Beitragvon sinemetu » Mi 16. Okt 2019, 13:44

Jetzt, nachdem ich über Frau und Schlange räsoniert, geht mir der Sitz im Leben dieser Wendung auf.

https://www.redensarten-index.de/suche. ... 5D=rart_ou

Drei Sachen sind es, die darauf hinweisen, daß hier etwas versteckt ist.
1. Die Wendung ist inkonkret. Ohren sind wohl nicht die Aures, denn damit kann der Mensch nicht schlackern. Die größten Dallohren sind fest verwachsen.
2. Schlackern ist onomatopoetisch, also muß ein Geräusch her.

Ich vermute: Mit Ohren sind die weiblichen gut entwickelten Brüste gemeint. Sie werden umschrieben: https://www.bedeutungonline.de/synonyme-brueste/ Grund: Tabu Warum gerade Ohren?
Deswegen heißt es schlackern, worin das -ack lautmalend, das r als Intensivum anzeigt, und das schla- die Frau latent assoziiert.
3. Das Element des Erstaunens, also die Semantik, weist auch auf eine Bewegung des Brustbereiches hin.

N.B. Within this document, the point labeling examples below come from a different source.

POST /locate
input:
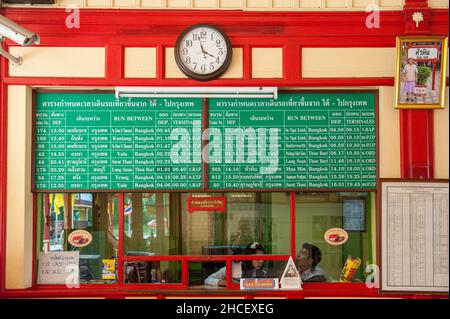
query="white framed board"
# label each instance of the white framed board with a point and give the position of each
(415, 242)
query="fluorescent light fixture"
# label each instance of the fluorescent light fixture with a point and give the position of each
(199, 92)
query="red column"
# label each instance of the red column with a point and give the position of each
(416, 126)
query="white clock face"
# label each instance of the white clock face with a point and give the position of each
(202, 50)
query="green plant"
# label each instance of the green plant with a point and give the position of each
(424, 73)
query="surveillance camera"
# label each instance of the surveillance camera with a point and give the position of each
(17, 33)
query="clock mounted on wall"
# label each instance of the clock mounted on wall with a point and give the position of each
(203, 52)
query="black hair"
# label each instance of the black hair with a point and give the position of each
(314, 253)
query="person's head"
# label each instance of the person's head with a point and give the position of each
(309, 256)
(255, 248)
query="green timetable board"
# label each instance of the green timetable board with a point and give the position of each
(93, 141)
(299, 141)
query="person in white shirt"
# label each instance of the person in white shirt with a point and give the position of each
(245, 269)
(409, 74)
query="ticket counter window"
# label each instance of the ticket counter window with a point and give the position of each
(247, 217)
(60, 214)
(316, 213)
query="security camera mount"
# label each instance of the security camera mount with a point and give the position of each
(9, 56)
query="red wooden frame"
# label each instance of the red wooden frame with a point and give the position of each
(116, 29)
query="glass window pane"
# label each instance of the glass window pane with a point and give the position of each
(59, 214)
(318, 212)
(248, 217)
(152, 272)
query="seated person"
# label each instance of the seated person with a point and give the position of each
(308, 259)
(245, 269)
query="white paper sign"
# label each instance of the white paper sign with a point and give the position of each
(59, 267)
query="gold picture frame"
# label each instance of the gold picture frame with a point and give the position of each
(421, 68)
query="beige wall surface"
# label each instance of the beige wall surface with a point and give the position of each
(441, 140)
(19, 210)
(59, 62)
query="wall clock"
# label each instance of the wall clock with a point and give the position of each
(203, 52)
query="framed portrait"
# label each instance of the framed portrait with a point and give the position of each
(420, 72)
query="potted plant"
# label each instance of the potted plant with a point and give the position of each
(423, 75)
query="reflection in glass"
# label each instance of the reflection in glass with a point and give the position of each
(152, 272)
(315, 214)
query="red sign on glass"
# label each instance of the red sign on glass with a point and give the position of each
(206, 204)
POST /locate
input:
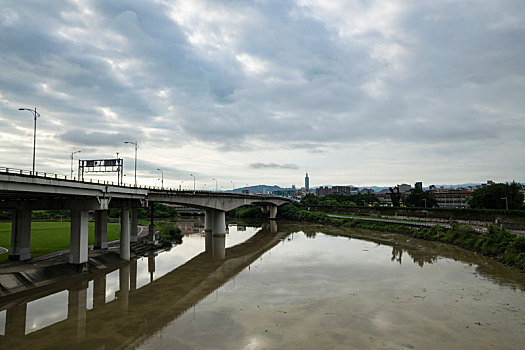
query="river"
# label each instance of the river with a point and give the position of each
(285, 287)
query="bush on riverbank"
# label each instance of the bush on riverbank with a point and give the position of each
(496, 242)
(467, 214)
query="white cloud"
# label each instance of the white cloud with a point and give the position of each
(355, 91)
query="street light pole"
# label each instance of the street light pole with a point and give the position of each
(162, 178)
(36, 115)
(71, 156)
(136, 146)
(193, 182)
(506, 202)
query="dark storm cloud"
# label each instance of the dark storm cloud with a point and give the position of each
(273, 166)
(99, 139)
(284, 73)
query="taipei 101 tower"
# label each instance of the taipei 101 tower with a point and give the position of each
(307, 182)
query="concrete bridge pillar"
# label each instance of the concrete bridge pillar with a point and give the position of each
(151, 265)
(99, 291)
(273, 226)
(123, 294)
(124, 235)
(134, 227)
(133, 275)
(219, 234)
(77, 308)
(101, 229)
(208, 229)
(15, 321)
(21, 235)
(273, 211)
(78, 241)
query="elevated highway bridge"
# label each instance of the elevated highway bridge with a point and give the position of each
(22, 193)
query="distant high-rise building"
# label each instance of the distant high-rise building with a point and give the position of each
(307, 182)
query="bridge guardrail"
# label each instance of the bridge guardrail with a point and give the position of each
(47, 175)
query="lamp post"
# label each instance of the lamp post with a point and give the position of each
(71, 156)
(36, 115)
(136, 146)
(162, 178)
(193, 182)
(506, 202)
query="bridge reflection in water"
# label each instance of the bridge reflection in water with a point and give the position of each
(91, 320)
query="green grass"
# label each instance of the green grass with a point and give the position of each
(49, 237)
(380, 218)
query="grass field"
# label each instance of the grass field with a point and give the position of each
(48, 237)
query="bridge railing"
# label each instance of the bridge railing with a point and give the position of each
(47, 175)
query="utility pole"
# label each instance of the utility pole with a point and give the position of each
(36, 115)
(136, 146)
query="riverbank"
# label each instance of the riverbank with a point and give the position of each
(495, 242)
(53, 271)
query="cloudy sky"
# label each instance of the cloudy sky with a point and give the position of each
(258, 92)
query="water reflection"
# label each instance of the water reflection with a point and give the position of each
(418, 257)
(115, 295)
(127, 306)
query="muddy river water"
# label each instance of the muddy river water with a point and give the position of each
(282, 287)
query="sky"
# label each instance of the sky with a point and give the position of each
(259, 92)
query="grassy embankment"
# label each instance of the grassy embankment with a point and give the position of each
(495, 242)
(49, 237)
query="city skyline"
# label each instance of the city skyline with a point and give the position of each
(365, 94)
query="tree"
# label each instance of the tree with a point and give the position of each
(497, 196)
(420, 198)
(395, 196)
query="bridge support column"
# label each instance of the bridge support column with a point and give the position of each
(78, 241)
(77, 308)
(101, 229)
(124, 235)
(151, 265)
(21, 235)
(99, 291)
(219, 234)
(208, 229)
(273, 211)
(133, 275)
(133, 229)
(15, 321)
(123, 294)
(273, 226)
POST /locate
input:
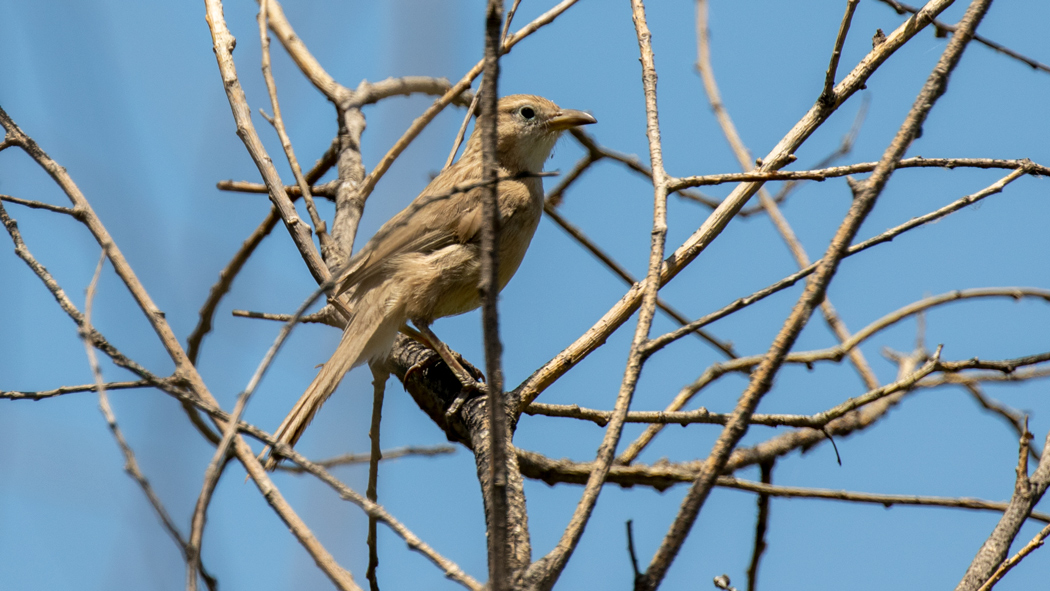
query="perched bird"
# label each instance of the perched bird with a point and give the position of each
(425, 262)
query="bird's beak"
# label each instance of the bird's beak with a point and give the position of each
(565, 119)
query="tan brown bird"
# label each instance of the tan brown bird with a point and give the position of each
(424, 264)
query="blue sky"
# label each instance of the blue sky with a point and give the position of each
(127, 97)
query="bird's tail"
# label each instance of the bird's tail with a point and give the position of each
(369, 334)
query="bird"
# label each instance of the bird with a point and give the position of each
(424, 264)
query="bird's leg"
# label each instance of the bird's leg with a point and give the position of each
(414, 335)
(470, 384)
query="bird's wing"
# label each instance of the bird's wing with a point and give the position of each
(440, 216)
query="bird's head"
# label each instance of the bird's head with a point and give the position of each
(527, 128)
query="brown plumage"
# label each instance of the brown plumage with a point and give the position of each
(424, 262)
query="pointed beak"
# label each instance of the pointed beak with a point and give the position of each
(566, 119)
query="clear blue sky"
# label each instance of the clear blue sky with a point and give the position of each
(127, 97)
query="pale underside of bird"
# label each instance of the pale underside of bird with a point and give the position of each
(425, 262)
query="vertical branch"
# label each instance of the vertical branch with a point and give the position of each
(499, 554)
(278, 125)
(379, 387)
(768, 203)
(816, 288)
(545, 572)
(130, 464)
(827, 95)
(984, 571)
(761, 525)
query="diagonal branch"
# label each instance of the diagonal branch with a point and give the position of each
(816, 288)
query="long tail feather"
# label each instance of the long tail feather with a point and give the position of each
(369, 334)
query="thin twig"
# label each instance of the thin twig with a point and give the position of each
(621, 272)
(351, 459)
(13, 395)
(840, 40)
(901, 8)
(761, 524)
(379, 377)
(720, 217)
(130, 464)
(744, 159)
(761, 379)
(38, 205)
(1012, 561)
(546, 571)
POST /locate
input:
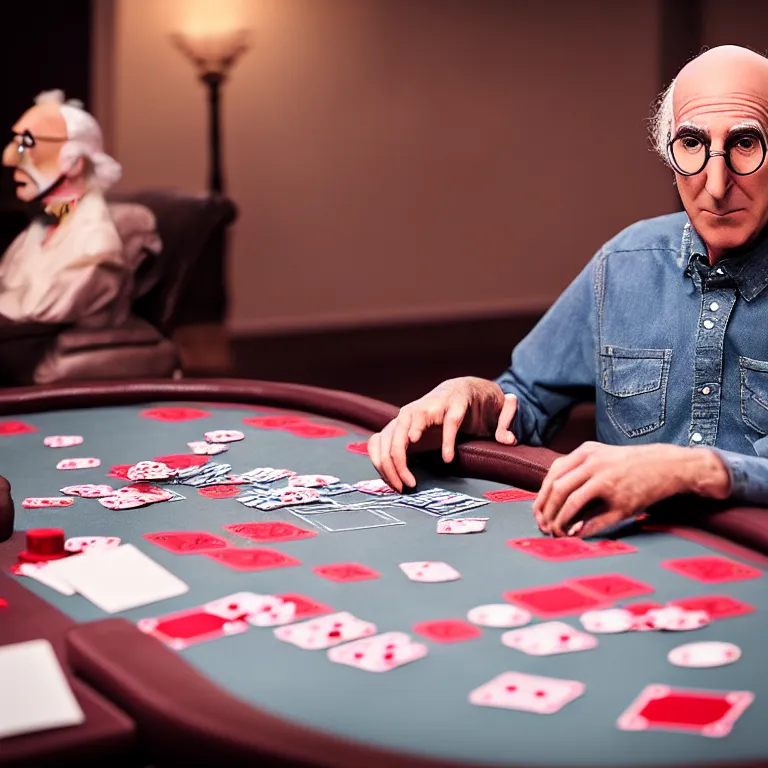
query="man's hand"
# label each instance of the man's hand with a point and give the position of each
(622, 480)
(476, 406)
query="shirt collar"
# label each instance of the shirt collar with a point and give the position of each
(747, 267)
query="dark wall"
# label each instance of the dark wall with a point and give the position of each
(46, 45)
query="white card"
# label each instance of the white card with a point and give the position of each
(119, 579)
(36, 694)
(429, 571)
(548, 638)
(529, 693)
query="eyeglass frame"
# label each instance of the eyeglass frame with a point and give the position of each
(725, 154)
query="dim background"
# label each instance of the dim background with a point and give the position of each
(417, 180)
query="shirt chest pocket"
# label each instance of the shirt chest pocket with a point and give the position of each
(754, 393)
(634, 385)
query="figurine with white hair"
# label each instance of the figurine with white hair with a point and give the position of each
(69, 268)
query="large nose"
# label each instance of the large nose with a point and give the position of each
(718, 177)
(11, 155)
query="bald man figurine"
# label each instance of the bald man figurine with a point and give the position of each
(665, 328)
(69, 269)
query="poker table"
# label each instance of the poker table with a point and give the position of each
(252, 699)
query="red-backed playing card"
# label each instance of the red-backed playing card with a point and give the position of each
(220, 491)
(16, 428)
(306, 607)
(242, 559)
(174, 414)
(186, 542)
(182, 460)
(611, 586)
(270, 531)
(709, 713)
(641, 608)
(274, 422)
(555, 600)
(315, 431)
(510, 494)
(712, 569)
(554, 550)
(447, 630)
(717, 606)
(346, 572)
(184, 628)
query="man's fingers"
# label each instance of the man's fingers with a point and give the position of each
(575, 503)
(559, 467)
(454, 415)
(561, 489)
(399, 446)
(504, 433)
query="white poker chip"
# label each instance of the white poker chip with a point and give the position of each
(224, 436)
(610, 621)
(501, 615)
(706, 654)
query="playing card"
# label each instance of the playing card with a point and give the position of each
(62, 441)
(84, 544)
(708, 713)
(712, 569)
(548, 638)
(88, 491)
(609, 621)
(273, 530)
(462, 525)
(186, 542)
(375, 488)
(45, 502)
(555, 600)
(266, 475)
(185, 628)
(447, 630)
(511, 494)
(611, 586)
(702, 655)
(325, 631)
(380, 653)
(528, 693)
(203, 448)
(342, 572)
(150, 470)
(499, 615)
(119, 579)
(78, 463)
(429, 572)
(244, 559)
(716, 606)
(224, 436)
(239, 605)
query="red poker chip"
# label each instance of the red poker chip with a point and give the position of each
(219, 491)
(16, 428)
(182, 460)
(174, 414)
(274, 422)
(315, 431)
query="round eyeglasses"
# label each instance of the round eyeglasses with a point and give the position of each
(744, 153)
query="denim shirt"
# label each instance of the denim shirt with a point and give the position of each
(670, 350)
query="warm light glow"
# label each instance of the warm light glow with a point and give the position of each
(213, 53)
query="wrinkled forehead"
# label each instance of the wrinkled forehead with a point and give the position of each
(42, 120)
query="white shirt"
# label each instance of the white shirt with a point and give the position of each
(79, 275)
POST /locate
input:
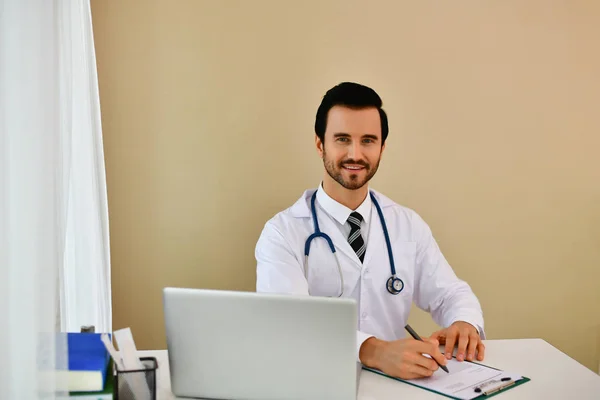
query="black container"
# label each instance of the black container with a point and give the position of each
(122, 391)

Schlackern ist also, wenn Teile der Frau wackeln. Das passiert beim Stauen des Atemganges, beim "Stau"nen eben. Hört sie etwas total Unerhörtes, bewegt sie sich schon mal etwas heftiger mit dem Oberkörper, so daß ihr die Ohren (Brüste) schlackern, also gegeneinander klatschen. Die Sprache ist immer konkret.
Schlottern ist übrigens kalt, schlackern aber assoziiert warm und liegt ganz dicht bei schleckern. Schon das macht es unwahrscheinlich, daß die Aures gemeint sind, und wahrscheinlich, daß Fontes lactis dahinter stehen.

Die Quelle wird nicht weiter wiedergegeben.